Governor Greg Abbott and other senior Texas elected officials have before them ample evidence of the social, educational and economic consequences for hundreds of thousands of families across the state without high-speed internet service at home.
Creating equal access to high-speed Internet, experts say, is as necessary today as electricity was when President Franklin D. Roosevelt created the Rural Electrification Administration in 1935 to provide electricity. electricity to rural America, including the 97.7% of Texas farms and ranches without electricity. service, according to Texas State Historical Association.

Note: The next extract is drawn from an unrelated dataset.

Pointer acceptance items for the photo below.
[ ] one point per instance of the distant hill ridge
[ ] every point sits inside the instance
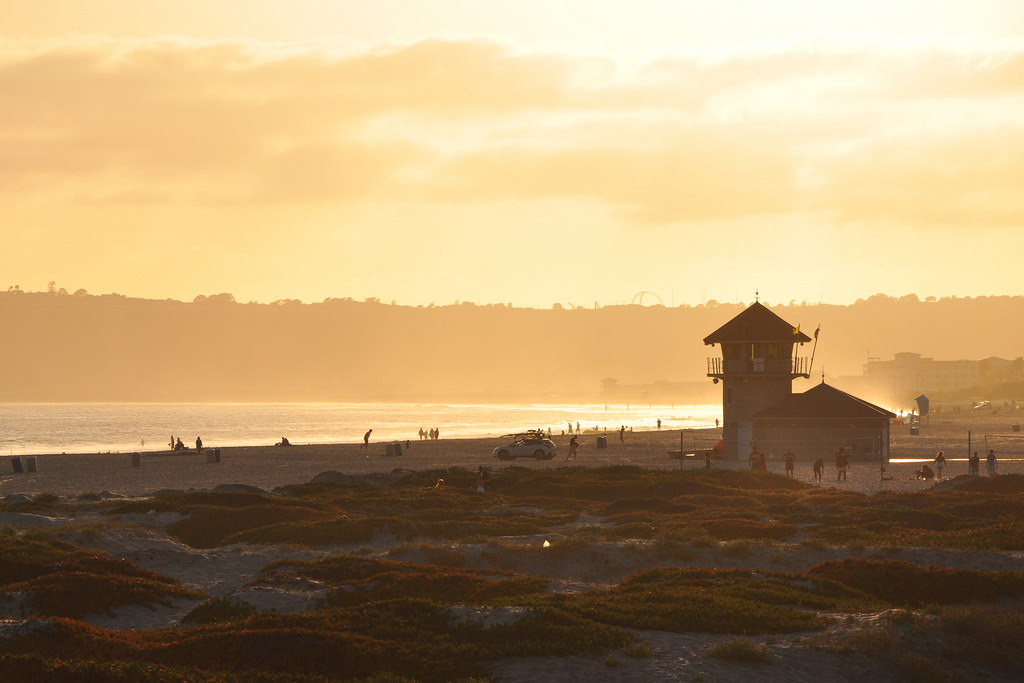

The latest issue of Tax Notespublished online by the Texas Comptroller of the Public Accounts, states: “In its National Broadband Plan 2010the Federal Communications Commission said that “like electricity a century ago, broadband is a foundation for economic growth, job creation, global competitiveness, and a better way of life.”
The article goes on to note: “In 2016, long before the pandemic, the Federal Reserve Bank of Dallas found that the gap between those who have access to broadband and those who do not (often referred to as the digital divide) “leads to new economic, social and political disparities for low-income and underserved populations” . The COVID-19 pandemic has likely widened the economic gap between Texans who have broadband and those who don’t.
Once Congress finally passes enabling legislation, Texas is set to receive $53 billion from the $1.2 trillion Infrastructure Investment and Jobs Act (IIJA) signed into law by President Joe Biden. in November 2021, according to a White House Fact Sheet. Only $100 million of those funds are earmarked for broadband expansion in Texas, enough to provide service to about 1 million Texas homes without service today. The state already has $500 million in American Recovery Plan Act funds earmarked to improve broadband service in rural communities.
Nearly 30% of all Texans, according to the Biden administration, will be eligible for the Infrastructure Bill’s Affordability Connectivity Benefit, monthly stipends to partially offset the cost of internet service.
Abbott, however, has always expressed reservations about accepting federal funding that includes requirements for additional state funding or funding that may prove short-lived. His predecessor, Governor Rick Perry, believed the same, and as a result, Texas waived billions of dollars a year in much-needed Medicaid funding since the Affordable Care Act was passed in 2010.
In a December 13, 2021 letter, Abbott encouraged heads of state to review infrastructure legislation.
“As you and your staff begin to review the IIJA, and as you review each federal funding agreement or contract associated with the programs you administer, please consider all requirements, especially new ones, and carefully evaluate their implications,” wrote Abbott. “We should be aware of the conditions attached to any of these funds by federal law itself or by the implementing federal agency.”
Readers from both political parties reminded me of this letter after reading my Thursday column, “Texas’ Leaders Must Close the Digital Divide.”
“It’s code for ‘don’t take the money’ without having to say it,” said a Democrat who spoke on condition of not being named.
A Republican reader noted that even if Texas agrees to all IIJA funding, which he said was unlikely, $100 million won’t even solve the connectivity problem in a single major city in the state. .
SA digital connectionsSan Antonio-Bexar County Government Collaboration, recently produced a 302-page document Digital Equity Community Plan which estimates that it will take $600 million to close the city and county’s digital divide and an additional $90 million annually to maintain universal household access to high-speed internet, devices and, if needed, Training.
The SA Digital Connects plan estimates a total of $500 million in federal funding could flow to the city and county through various programs, while a Texas 2036 report projects a total influx of $4 billion. for broadband expansion.
Yet the only thing that costs more than making broadband internet universal in the state is not doing it and watching the consequences unfold for decades to come. A growing body of research shows a growing gap in education and lifetime income between those who have the internet, smart devices and the know-how to use them, and those who live on the wrong side of the digital divide.
A crisis creates opportunity, but accepting or rejecting federal funds will likely be an issue in statewide and legislative races this year. As learned during the pandemic, there are serious consequences when partisan politics trumps the public interest. Texas should take the money and invest it wisely.